Community Members Continue To Voice Concerns Over Fatal Shooting Of Osaze Osagie
After discussing the fatal shooting of Osaze Osagie at the last Borough Council meeting, council and the public continued to address the challenges the community faces after the death of the 29-year-old Black man.
Osagie died in March from multiple gun shot wounds after State College police officers arrived at his apartment to serve a mental health warrant. Osagie’s race and mental health status have sparked demonstrations and community discussion on police brutality and the way mental health is handled.
Council president Evan Myers led the meeting by addressing the issues the community still faces following the shooting. Myers reiterated the hope that Pennsylvania State Police and Centre County District Attorney’s office stay transparent and fair in their investigation.
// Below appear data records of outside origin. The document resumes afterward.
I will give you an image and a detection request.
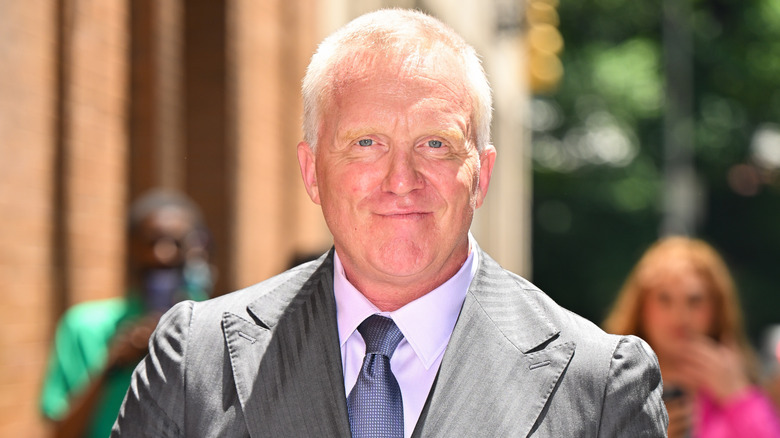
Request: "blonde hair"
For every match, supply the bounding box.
[302,9,492,152]
[603,236,758,381]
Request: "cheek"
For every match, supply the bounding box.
[691,304,715,334]
[641,300,669,338]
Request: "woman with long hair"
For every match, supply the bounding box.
[604,237,780,438]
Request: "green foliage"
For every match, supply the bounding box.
[532,0,780,340]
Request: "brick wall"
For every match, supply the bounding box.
[0,0,329,437]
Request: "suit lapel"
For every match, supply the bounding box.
[223,255,349,437]
[414,253,575,437]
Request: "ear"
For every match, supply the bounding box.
[298,141,320,205]
[477,144,496,208]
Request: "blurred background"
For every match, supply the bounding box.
[0,0,780,437]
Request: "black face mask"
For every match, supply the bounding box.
[143,267,184,312]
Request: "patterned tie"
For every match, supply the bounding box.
[347,315,404,438]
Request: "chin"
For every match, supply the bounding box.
[373,239,434,277]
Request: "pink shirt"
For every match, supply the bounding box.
[333,246,478,437]
[693,388,780,438]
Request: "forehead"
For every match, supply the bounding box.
[321,50,474,134]
[326,46,471,103]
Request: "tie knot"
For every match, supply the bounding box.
[358,315,404,357]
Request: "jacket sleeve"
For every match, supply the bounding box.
[599,336,669,437]
[111,302,193,438]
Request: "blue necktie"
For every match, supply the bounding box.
[347,315,404,438]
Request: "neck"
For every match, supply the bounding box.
[342,251,469,312]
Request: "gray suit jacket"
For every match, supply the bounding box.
[112,251,667,437]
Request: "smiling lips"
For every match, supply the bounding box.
[377,211,431,220]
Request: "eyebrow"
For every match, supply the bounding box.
[339,127,466,141]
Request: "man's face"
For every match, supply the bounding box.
[131,207,193,270]
[298,52,495,298]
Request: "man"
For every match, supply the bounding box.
[41,190,211,437]
[114,10,666,437]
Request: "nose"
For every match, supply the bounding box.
[382,151,423,195]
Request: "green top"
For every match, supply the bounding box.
[41,296,144,438]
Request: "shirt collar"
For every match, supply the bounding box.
[333,240,478,368]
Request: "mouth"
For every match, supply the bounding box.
[378,211,431,221]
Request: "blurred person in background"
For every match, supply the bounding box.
[604,237,780,438]
[40,189,212,437]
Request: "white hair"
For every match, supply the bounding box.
[302,9,493,152]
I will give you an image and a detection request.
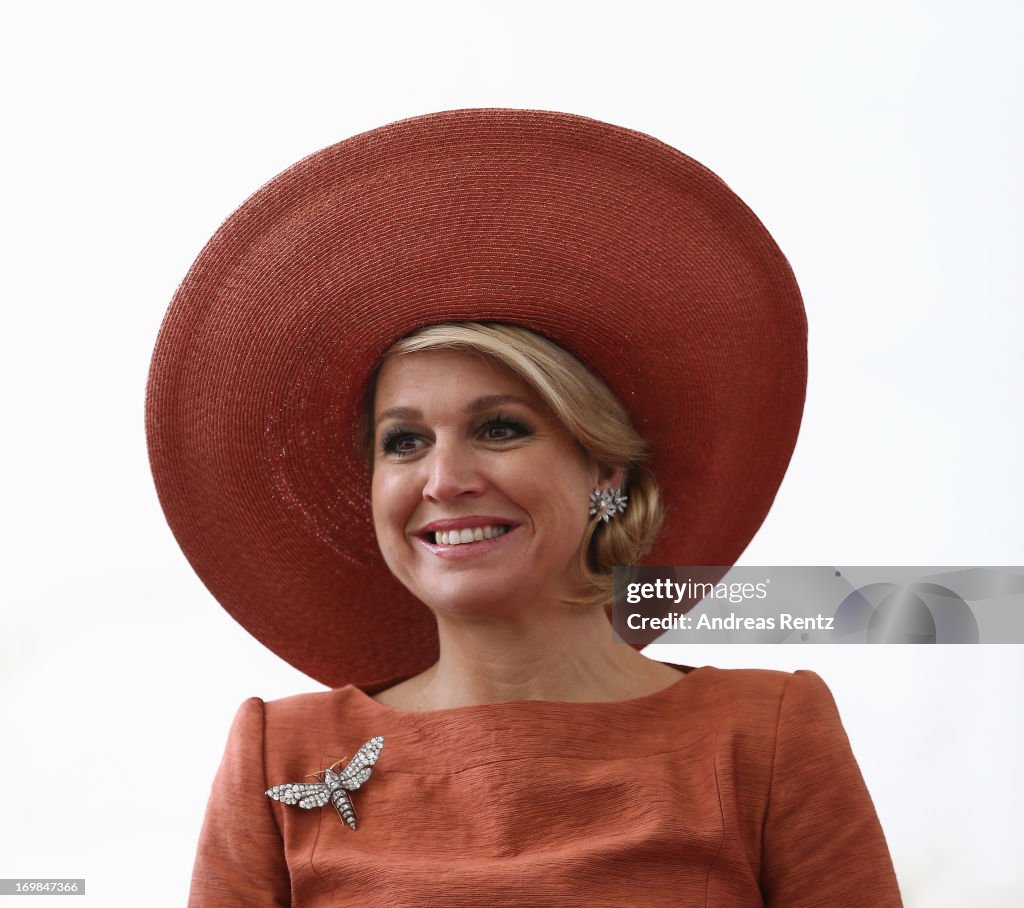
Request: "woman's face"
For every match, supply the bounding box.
[373,350,599,614]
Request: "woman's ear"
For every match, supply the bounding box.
[596,464,626,488]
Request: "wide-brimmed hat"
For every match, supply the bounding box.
[146,110,807,686]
As of last week, the DA’s office was awaiting results from the State Police crime lab in Harrisburg.
Myers also outlined items Council put together to help the community heal and discuss the role of mental health and racism in State College, including working closely with community members, organizing groups focused on mental health, evaluating an office of equity and inclusion, and holding public work sessions.
During the public hour, community members again expressed their concerns about the State College environment and their own experiences with racism.
Jennifer Black, a resident of State College who has studied the effects of police misconduct and currently works at a prison justice organization, discussed her experiences with the both the State College and University Police. Black said she has been stopped and questioned while walking down the street and had her car searched on multiple occasions, especially when in a group with other people of color.
“Speaking to young Black people in State College today, including university students, it’s obvious that issues that plagued my generation continue to plague this current one,” Black said. “It does not matter if this is Happy Valley, the national issues that are targeting, criminalizing, and pathologizing Black people that occur around the country also occur here.”
Black said just acknowledging that State College has a problem, being transparent, requiring body cameras, and creating task forces is not enough.
Melanie Morrison, who lives in Millheim, spoke to Council about her concerns while “raising two sons of color,” and the discussions she has had to prepare them for potential interactions with police officers. She said her family has experienced unequal treatment, slurs, and indifference from friends and community members when she’s brought these issues up.
“The community continues to silence our accounts to insert their desired narrative: a lofty inaccurate idea that ultimately leaves our children vulnerable to further harm with little to no recourse,” Morrison said.
“The lack of transparency and guarded speech by those in power give us minimal hope for anything remotely resembling justice. So we gather, we organize, we take action, and we raise our voices in hopes that at the very least we are understood.”
Myers later acknowledged those who spoke, agreeing that work still needs to be done to take the conversation from just a conversation into action that will improve the community.
“Much work is needed to make at least some progress but we need to do it together, so I wanted to express my appreciation to the community for beginning that conversation,” Myers said.